Pauvre en graisses, riche en fibres, réservant une large place aux fruits et aux légumes : en matière de santé, les vertus du régime méditerranéen ne sont plus à démontrer ; mais qu’en est-il en économie ? Depuis une dizaine d’années, les pays de l’Union économique et monétaire (UEM) formant l’arc méditerranéen (France, Italie, Espagne, Grèce) s’astreignent à un régime similaire, consistant à redresser leur compétitivité. Passage sur la balance dans notre graphique de la semaine.
Transformation grecque Au début des années 2010, la crise de l’euro révélait au grand jour les failles de l’UEM. Un empilement de dettes, principalement dues par les pays du Sud à ceux du Nord, menaçait alors de s’effondrer, faute d’ajustements de parités ou de transferts budgétaires possibles. Comme souvent en périodes troublées, les difficultés furent surmontées grâce au renforcement de la gouvernance : création d’un Mécanisme européen de stabilité, rachats de titres à grande échelle par la Banque centrale européenne (quantitative easing), etc. Quant à la correction des déséquilibres internes, elle est allée au-delà des cures plus ou moins sévère d’austérité qui se sont imposées aux États ; elle est aussi passée par une conversion des pays « décrocheurs » à la politique dite de l’offre : flexibilisation du marché du travail, maîtrise des coûts, simplifications administratives, soutien à l’innovation.

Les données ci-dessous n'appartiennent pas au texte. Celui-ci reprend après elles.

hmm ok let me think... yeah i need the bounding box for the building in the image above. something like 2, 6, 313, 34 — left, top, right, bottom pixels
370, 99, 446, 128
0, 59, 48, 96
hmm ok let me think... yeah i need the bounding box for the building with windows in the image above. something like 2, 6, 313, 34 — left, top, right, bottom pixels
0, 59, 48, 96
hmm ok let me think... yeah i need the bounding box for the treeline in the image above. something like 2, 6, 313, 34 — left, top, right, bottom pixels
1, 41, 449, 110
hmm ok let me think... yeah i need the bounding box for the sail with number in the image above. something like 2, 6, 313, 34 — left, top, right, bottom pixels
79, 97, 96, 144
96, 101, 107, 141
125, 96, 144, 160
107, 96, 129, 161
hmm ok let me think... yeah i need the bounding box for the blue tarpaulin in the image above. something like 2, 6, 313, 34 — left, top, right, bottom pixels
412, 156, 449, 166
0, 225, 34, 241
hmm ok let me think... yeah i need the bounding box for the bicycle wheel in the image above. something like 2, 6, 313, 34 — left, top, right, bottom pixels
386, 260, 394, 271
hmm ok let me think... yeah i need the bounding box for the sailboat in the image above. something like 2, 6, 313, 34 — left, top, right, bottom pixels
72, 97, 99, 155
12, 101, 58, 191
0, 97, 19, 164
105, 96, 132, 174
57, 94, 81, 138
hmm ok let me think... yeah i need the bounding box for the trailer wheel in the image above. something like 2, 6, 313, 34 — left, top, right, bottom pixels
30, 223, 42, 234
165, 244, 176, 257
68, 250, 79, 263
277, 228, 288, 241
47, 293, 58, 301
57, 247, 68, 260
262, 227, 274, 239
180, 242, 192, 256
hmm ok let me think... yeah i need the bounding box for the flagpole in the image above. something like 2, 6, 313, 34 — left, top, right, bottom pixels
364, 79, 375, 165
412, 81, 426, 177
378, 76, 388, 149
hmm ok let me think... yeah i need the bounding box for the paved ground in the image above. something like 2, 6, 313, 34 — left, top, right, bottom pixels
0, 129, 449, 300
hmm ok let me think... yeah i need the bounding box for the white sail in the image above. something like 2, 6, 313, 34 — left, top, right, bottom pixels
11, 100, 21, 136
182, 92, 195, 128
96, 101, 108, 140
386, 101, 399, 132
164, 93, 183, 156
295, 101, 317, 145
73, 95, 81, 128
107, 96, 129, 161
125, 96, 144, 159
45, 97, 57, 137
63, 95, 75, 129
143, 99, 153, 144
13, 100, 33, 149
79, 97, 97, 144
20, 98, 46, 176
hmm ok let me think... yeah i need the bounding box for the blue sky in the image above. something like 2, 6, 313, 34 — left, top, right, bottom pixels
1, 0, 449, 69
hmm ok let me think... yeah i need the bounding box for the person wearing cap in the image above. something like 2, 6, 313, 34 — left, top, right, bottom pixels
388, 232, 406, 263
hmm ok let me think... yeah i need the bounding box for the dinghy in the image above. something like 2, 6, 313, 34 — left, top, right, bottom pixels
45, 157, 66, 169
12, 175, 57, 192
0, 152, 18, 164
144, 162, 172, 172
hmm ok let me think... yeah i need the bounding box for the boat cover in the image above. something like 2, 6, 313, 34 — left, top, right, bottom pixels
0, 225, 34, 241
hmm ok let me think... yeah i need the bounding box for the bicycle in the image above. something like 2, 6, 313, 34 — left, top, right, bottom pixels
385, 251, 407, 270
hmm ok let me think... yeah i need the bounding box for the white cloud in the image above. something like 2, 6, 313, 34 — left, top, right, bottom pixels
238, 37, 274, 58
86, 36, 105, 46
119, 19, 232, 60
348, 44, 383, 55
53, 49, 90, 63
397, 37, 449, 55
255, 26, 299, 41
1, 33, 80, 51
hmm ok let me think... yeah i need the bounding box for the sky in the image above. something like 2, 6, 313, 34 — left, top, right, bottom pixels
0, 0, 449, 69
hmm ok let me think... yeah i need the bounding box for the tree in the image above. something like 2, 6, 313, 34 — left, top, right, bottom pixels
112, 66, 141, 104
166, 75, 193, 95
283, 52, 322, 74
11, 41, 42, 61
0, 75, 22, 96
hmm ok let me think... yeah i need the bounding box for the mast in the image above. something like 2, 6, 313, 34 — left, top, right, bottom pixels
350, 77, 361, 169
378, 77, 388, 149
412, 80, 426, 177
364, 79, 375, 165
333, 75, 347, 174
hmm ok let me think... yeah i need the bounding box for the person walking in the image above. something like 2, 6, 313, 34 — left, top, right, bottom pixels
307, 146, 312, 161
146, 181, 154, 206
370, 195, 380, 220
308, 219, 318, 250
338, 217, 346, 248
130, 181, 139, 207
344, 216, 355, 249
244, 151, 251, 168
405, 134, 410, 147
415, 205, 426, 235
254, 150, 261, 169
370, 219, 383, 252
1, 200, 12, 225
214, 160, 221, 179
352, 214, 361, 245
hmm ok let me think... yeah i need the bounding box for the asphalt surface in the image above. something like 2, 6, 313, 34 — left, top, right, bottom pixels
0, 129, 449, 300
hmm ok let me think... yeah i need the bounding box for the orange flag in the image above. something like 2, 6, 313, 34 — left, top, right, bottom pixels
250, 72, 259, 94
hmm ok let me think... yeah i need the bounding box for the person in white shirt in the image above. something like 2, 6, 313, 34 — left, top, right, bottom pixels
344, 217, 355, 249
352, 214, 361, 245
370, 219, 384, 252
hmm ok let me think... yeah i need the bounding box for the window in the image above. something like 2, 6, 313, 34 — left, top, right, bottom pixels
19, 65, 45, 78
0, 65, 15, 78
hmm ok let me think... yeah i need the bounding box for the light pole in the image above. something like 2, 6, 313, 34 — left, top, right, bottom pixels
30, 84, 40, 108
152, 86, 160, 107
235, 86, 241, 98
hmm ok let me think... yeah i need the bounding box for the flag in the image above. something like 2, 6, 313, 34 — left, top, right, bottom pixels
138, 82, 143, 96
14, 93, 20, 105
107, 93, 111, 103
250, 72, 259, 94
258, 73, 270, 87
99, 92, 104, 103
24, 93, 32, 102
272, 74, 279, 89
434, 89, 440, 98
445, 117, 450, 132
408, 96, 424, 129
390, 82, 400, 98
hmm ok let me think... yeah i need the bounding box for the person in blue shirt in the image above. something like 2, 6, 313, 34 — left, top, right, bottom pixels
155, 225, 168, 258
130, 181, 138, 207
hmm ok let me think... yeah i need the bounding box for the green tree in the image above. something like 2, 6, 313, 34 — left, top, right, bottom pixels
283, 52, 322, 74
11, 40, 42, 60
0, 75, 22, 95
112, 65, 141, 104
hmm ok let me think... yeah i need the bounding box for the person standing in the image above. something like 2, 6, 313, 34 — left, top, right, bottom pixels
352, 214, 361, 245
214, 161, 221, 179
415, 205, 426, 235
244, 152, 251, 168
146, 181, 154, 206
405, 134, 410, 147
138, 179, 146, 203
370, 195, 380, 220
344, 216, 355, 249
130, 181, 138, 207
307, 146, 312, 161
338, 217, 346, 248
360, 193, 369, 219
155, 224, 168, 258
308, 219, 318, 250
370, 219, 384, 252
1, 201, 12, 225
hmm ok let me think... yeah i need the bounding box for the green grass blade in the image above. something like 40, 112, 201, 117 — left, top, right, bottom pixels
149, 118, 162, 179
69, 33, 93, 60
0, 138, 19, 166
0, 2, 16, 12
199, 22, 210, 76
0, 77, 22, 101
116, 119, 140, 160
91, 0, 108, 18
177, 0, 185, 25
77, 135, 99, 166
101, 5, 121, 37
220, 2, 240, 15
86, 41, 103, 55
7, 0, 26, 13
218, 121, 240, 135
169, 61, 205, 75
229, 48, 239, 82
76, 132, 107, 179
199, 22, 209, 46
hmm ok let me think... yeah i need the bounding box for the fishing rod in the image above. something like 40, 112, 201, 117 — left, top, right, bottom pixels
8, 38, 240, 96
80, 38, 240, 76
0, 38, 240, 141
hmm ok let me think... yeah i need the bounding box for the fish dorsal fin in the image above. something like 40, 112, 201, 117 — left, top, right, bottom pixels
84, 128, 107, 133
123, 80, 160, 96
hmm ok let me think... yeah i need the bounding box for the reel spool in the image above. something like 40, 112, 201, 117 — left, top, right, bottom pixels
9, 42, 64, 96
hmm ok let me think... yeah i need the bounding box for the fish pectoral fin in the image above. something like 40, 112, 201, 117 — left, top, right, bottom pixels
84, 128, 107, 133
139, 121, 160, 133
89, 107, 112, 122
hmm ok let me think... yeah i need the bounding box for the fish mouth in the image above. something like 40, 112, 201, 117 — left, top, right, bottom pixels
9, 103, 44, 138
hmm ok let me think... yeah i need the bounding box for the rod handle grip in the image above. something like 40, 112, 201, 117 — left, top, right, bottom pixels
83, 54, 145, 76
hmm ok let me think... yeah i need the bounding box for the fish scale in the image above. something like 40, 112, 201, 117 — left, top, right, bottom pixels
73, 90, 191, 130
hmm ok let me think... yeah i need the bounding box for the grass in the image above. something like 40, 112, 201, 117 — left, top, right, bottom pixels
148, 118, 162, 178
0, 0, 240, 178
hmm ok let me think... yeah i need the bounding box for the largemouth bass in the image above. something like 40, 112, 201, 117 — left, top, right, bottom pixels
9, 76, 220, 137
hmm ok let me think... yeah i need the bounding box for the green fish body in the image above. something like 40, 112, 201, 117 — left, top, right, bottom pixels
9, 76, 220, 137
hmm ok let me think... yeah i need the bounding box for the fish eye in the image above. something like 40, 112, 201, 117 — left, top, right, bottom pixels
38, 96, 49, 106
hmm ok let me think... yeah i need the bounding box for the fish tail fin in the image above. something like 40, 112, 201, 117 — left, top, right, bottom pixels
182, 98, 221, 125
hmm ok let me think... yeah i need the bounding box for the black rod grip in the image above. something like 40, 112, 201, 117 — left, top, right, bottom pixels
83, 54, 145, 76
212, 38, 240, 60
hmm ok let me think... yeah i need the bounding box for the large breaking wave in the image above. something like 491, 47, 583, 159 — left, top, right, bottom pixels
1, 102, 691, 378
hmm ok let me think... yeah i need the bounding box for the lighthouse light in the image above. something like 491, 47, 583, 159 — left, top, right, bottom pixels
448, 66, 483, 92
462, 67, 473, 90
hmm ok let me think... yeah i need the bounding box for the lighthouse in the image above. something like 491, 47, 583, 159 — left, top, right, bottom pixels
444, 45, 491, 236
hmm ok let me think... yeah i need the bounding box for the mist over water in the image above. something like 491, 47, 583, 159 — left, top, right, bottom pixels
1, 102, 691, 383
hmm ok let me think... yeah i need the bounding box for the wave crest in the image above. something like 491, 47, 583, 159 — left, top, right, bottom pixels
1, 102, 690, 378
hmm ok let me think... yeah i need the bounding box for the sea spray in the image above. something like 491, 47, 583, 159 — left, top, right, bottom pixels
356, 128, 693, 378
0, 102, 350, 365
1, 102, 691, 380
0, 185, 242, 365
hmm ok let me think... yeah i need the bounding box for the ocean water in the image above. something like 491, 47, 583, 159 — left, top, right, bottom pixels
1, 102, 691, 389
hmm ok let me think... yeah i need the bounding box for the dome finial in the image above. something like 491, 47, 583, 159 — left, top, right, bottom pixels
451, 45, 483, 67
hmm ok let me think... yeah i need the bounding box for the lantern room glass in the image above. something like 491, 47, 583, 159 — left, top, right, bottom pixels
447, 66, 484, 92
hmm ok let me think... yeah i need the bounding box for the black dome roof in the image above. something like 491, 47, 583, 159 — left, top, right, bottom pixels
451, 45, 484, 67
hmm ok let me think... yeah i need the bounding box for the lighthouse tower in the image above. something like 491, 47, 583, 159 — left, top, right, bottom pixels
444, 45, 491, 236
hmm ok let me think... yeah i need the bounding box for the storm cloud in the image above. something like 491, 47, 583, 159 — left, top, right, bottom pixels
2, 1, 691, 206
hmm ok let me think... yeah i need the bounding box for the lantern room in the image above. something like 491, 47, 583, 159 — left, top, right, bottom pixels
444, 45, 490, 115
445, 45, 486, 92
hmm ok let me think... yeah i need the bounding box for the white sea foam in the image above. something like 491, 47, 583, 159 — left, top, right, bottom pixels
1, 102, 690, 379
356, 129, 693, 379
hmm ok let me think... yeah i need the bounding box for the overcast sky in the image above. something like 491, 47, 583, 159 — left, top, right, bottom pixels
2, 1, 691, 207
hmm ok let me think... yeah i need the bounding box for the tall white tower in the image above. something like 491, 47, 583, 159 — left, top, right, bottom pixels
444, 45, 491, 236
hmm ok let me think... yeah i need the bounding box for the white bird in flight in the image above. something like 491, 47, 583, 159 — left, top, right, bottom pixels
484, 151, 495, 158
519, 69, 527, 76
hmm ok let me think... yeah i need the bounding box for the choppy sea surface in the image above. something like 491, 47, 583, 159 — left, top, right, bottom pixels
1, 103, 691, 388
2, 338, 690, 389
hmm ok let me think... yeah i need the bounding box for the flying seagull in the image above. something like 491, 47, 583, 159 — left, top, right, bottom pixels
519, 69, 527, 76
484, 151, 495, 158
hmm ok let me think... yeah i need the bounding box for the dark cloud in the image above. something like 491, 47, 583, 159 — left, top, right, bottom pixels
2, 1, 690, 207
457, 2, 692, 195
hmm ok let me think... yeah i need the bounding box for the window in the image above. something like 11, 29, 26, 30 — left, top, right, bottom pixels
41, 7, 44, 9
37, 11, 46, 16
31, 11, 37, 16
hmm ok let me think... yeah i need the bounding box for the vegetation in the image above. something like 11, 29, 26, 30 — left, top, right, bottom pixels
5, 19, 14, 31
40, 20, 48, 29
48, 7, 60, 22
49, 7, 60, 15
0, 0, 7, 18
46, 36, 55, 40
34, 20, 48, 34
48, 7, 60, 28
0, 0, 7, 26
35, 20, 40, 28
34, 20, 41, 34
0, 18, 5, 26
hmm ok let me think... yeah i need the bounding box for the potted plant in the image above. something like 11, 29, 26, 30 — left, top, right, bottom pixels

Évolution des coûts salariaux unitaires par rapport à l'Allemagne (2012-2024)
Pour quels résultats ? Ici, les écarts de compétitivité-prix s’apprécient au regard du mètre-étalon allemand et sont retracés par les coûts unitaires du travail, soit le rapport entre les salaires et charges horaires (principalement les cotisations sociales employeurs) et la productivité horaire. Le premier constat, qui vaut aussi confirmation, est que la Grèce a fourni un énorme effort. La chute de ses coûts unitaires par rapport à ceux de l’Allemagne (cf. graphique ) fait mieux que corriger les dérives du passé : elle remet l’économie hellénique dans une position concurrentielle favorable, la meilleure qu’elle ait connue depuis son intégration à l’UEM[1] .
La France améliore son score La sévérité de la cure grecque peut se mesurer au frein mis sur les salaires horaires et les charges attenantes, dont le recul atteint 18% en termes réels depuis 2012. Si aucun pays d’Europe n’est allé aussi loin en termes de modération salariale, beaucoup ont redressé leur compétitivité de manière similaire, l’Allemagne conservant ou augmentant son avantage en termes de productivité. C’est donc essentiellement par la maîtrise des coûts du travail que l’Italie, l’Espagne, dans une moindre mesure le Portugal, ont enregistré des progrès.
Quant à la France, elle n’a pas été absente du mouvement. Fin 2012, le rapport « Gallois » alertait sur les multiples signes de son décrochage : poids des charges attachées à l’emploi, pertes accélérées de parts de marché, déficit commercial récurrent, désindustrialisation. S’ensuivit une inflexion de la politique gouvernementale en faveur des entreprises, qui s’est ensuite prolongée. Résultat, au baromètre de la compétitivité intra-européenne, l’économie française est parmi celles qui améliore significativement son score (la hausse de ses coûts salariaux unitaires est de 18 points de pourcentage inférieure à celle de l’Allemagne depuis 2012). À l’heure où l’état des finances publiques interroge et où les conditions du commerce mondial se durcissent, il y a là un facteur de résilience à souligner.